The integration of genomic and transcriptomic data provides valuable resources for gene discovery and facilitates the exploration of various aspects of plant growth, secondary metabolism, and physiological processes [39]. Among the DEGs identified, highly expressed and specifically expressed genes were selected as candidate genes involved in leaf movement. For seismonastic movement, the functions of candidate DEGs primarily involved transcription factors and cell-surface proteins. These genes likely mediate signal transduction and play regulatory roles in cell development, activation, growth and motility. For nyctinastic movement, in addition to transcription factors and cell-surface proteins, we also discovered genes associated with water transport and genes belonging to the plant dehydrin family.

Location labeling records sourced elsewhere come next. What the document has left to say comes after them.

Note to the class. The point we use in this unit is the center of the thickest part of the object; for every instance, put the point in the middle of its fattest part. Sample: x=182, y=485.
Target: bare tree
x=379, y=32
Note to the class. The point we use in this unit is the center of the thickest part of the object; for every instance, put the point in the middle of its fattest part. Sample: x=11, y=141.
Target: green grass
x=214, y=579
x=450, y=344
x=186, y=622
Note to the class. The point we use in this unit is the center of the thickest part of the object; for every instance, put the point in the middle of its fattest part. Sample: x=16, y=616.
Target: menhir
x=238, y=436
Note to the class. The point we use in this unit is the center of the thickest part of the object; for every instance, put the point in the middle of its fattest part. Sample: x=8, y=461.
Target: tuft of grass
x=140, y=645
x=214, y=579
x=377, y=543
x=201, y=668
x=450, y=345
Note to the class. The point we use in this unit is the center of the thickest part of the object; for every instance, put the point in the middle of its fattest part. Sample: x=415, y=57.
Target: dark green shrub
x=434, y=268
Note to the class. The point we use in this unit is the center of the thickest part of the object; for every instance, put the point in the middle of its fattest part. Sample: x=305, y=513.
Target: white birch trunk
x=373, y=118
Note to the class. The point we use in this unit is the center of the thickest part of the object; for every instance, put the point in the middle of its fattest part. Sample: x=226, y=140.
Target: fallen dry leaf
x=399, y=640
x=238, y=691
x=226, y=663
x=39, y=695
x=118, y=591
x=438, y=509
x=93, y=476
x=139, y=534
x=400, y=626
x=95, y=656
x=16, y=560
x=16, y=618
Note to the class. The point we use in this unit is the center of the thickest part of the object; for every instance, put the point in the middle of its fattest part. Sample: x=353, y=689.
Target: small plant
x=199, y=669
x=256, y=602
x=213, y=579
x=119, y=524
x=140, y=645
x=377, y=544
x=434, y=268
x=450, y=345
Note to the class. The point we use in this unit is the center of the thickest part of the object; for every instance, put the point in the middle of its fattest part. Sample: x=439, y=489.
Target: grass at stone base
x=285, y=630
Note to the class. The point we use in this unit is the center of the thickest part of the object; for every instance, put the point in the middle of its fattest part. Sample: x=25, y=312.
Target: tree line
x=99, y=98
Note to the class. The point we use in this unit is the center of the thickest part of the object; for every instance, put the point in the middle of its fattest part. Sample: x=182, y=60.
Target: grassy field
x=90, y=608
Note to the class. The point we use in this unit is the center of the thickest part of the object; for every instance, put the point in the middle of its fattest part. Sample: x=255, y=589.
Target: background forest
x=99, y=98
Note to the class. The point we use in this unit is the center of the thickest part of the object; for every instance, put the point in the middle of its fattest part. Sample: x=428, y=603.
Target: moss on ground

These genes are likely involved in regulating leaf movement through water flow in and out of cells. Furthermore, we predicted that genes acted in the modification of cell walls via demethylesterification of cell wall pectin in TCL vs. OL DEGs. Similarly, genes related to tubulin and cell wall construction were predicted in NCL vs. OL DEGs. These findings align with previous research showing that actin phosphorylation at tyrosine residues can impact actin filament reorganization, resulting in seismonastic movement in M. pudica [40, 41]. Additionally, alteration in secondary cell wall biosynthesis can affect the physical strength of the lamina joints, leading to changes in the angle of the flag leaf blade in rice [42], suggesting that some genes regulating cell wall formation play a vital role in leaf movement in M. bimucronata.

Leaf movement is a complex process that encompasses various genes, biological processes, and pathways, serving as a plant's response to external stimuli [43, 44]. Ca2+ has been recognized as a crucial messenger, playing a vital role in plant stress responses through calcium-dependent signaling pathways [11, 45]. In plant cells, three main types of sensors receive Ca2+ signals, including calmodulin (CaM/CAM) and CaM-like (CML) proteins, calcium-dependent protein kinases (CDPKs/CPKs), calcineurin B-like proteins (CBL) and CBL-interacting protein kinases (CIPKs) [46]. Among them, CaM and CMLs function as signal molecules in signal transduction and response to environmental stimuli. Notably, GsCML27, a Ca2+-binding EF-hand protein, has been demonstrated to play a role in plant responses to bicarbonate, salt, and osmotic stresses [47].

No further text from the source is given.